First of all, do you have submenu items in your $menu_items
variables? If you posted here a result of print_r($menu_items)
it would clear up a lot what structure it has.
Ideally, you need to make it a multi-dimensional array with a structure like this:
Array
(
[0] => Array
(
[name] => Home
[link] => /
)
[1] => Array
(
[name] => Information
[link] => /info
[subitems] => Array
(
[0] => Array
(
[name] => About Us
[link] => /about-us
)
[1] => Array
(
[name] => Contact Info
[link] => /contact
)
[2] => Array
(
[name] => Our shops
[link] => /shops
)
)
)
[2] => Array
(
[name] => Products
[link] => /products
[subitems] => Array
(
[0] => Array
(
[name] => Electric Equipment
[link] => /electric
[subitems] => Array
(
[0] => Array
(
[name] => Light Bulbs
[link] => /electric/light-bulbs
)
[1] => Array
(
[name] => Mowers
[link] => /electric/mowers
)
[2] => Array
(
[name] => Fridges
[link] => /electric/fridges
)
)
)
[1] => Array
(
[name] => Electronic Equipment
[link] => /electronic
[subitems] => Array
(
[0] => Array
(
[name] => Computers
[link] => /electronic/computers
)
[1] => Array
(
[name] => Laptops
[link] => /electronic/laptops
)
)
)
)
)
)
Each menu item has two mandatory keys: name
and link
. Optionally, there can be subitems
, which is an array of items deeper under the branch. As you can see the nesting level can go deeper and deeper indefinitely. In order to achieve this structure you need to query your database table recursively - search for “recursive functions in PHP” and you will know what I mean.

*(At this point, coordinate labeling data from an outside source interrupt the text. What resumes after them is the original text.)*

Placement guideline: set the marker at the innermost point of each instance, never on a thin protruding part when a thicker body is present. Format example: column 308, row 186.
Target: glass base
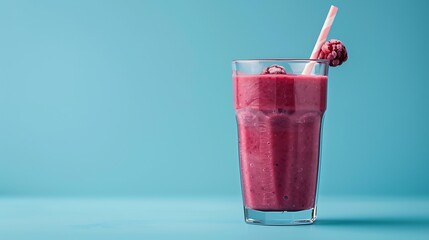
column 280, row 217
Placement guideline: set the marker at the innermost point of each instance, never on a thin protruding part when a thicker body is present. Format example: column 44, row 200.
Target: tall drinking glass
column 279, row 119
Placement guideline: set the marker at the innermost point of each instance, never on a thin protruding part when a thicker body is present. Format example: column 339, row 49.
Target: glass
column 279, row 118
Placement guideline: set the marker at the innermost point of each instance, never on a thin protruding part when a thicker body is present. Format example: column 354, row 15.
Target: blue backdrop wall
column 135, row 97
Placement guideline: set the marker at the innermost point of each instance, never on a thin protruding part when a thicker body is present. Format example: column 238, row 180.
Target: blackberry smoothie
column 279, row 120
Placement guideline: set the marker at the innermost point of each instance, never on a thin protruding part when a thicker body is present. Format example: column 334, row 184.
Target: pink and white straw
column 321, row 39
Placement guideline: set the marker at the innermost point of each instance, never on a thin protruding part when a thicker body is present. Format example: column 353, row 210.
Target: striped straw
column 322, row 39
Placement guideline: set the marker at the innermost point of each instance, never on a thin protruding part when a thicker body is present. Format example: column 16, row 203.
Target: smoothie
column 279, row 126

Then in order to display this kind of array in html you need another recursive function - in your template - that will iterate over it and all its branches and output a properly nested set of <ul>
and <li>
tags.
This may seem too convoluted for some cases and reading recursively from the database is not very efficient because you will have many SELECTs - unless your database supports recursion (MySQL doesn’t). So you can take some shortcuts - to get rid of recursion you can code for, say, maximum of 2 levels deep - then you have a simple non-recursive function but you have 3 foreach
loops - each one nested in another. This might be sufficient - however, still it’s inefficient with SELECTs.

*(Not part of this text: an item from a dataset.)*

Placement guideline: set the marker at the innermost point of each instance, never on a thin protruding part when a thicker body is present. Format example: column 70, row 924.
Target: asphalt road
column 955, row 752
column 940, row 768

There are some workarounds for this problem, one of them is adding another column to your table and apart from parent_id
store a full path of row IDs to every category, for example a category Products > Electronic Equipment > Computers
will have path 0003/0005/0010/
- supposing each number is an ID of the corresponding category in the path. Fixed-length zero-padded numbers allow you to easily calculate the depth level of each category by dividing the length by 5 in this case.

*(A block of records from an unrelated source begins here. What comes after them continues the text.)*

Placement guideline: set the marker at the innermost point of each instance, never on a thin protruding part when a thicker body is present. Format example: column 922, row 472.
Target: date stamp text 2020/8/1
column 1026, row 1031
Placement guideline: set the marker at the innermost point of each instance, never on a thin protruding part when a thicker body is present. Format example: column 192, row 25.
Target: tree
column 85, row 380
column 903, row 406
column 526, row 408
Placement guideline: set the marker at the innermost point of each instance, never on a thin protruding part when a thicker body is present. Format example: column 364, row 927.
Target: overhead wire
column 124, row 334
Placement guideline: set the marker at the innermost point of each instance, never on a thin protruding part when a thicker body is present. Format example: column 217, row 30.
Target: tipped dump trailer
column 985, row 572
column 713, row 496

Then certain queries become much simpler. To get all subitems of Products you can use WHERE path LIKE '0003/%'
. The only problem now is correct order. You can do this to select all your menu:
SELECT * FROM site_navigation ORDER BY path
and you’ll get a properly nested result but in the order of ID numbers, which doesn’t make sense. Therefore, you can add another column global_position
- which is a number denoting position of each item menu within the whole tree regardless of its depth. So then you can quickly get all your menu like this:
SELECT *, FLOOR(LENGTH(path)/5) AS depth
FROM site_navigation ORDER BY global_postion
and depth
will tell you how many levels deep is each menu item, which you can use to properly load this data into your menu variable.
The downside is that your table will become denormalized and on each update you will need to update additional columns: path
and global_position
, which can be resource hungry but in most ordinary scenarios pretty acceptable for occasional site updates. You can calculate path
and global_position
at any time (with a recursive function) according to the parent_id
column, which is the one that truly defines your tree structure and must be regarded as source data for the denormalized columns.
I implemented a similar solution many years ago in an online shop for the category tree (about 400 items) and it works pretty well and is fast. But it adds some complexity to the system so I would certainly prefer to avoid such workarounds if only possible.